PgCat should not return and log 'all servers down' when failing to obtain a connection from the pool
This is related to https://github.com/postgresml/pgcat/pull/822 - we were seeing this message when trialling PgCat in our production environment. We couldn't see why the Postgres server in question was down, and the answer is that it wasn't 🙂
Instead, we were queueing for longer than connect_timeout. When that happens in PgBouncer, you get this:
linear_production_copy=# SELECT 1;
FATAL: 08P01: query_wait_timeout
server closed the connection unexpectedly
This probably means the server terminated abnormally
before or while processing the request.
In PgCat, you get this:
linear_production_copy=# SELECT 1;
FATAL: 58000: could not get connection from the pool - AllServersDown
Which is partly right and partly misleading. I think PgCat should use a more specific error message in this case. I'm happy to create a PR if people agree.
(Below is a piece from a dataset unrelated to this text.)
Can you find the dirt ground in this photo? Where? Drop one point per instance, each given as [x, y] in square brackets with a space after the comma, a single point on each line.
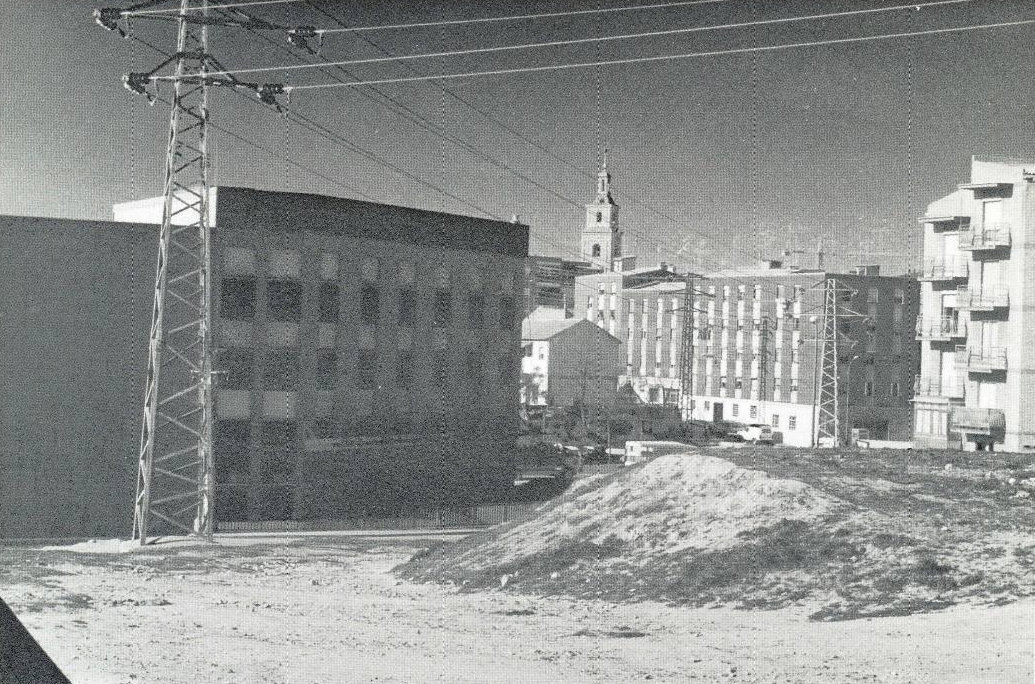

I certainly agree with that. There are several error messages around checkout and health checks that could be made more clear but we can start with this one.
Definitely agree.
Yes please fix
Agreed - we also see these in production to some spook confusion
I have been facing this issue as well. Was confused what it meant as every night during stream updates we would see 30 plus updates failing due to:
ActiveRecord::StatementInvalid: PG::SystemError: FATAL: could not get connection from the pool - AllServersDown
Meantime I have increased the healthcheck delay and reduced the bantime. Hoping to net see this again today.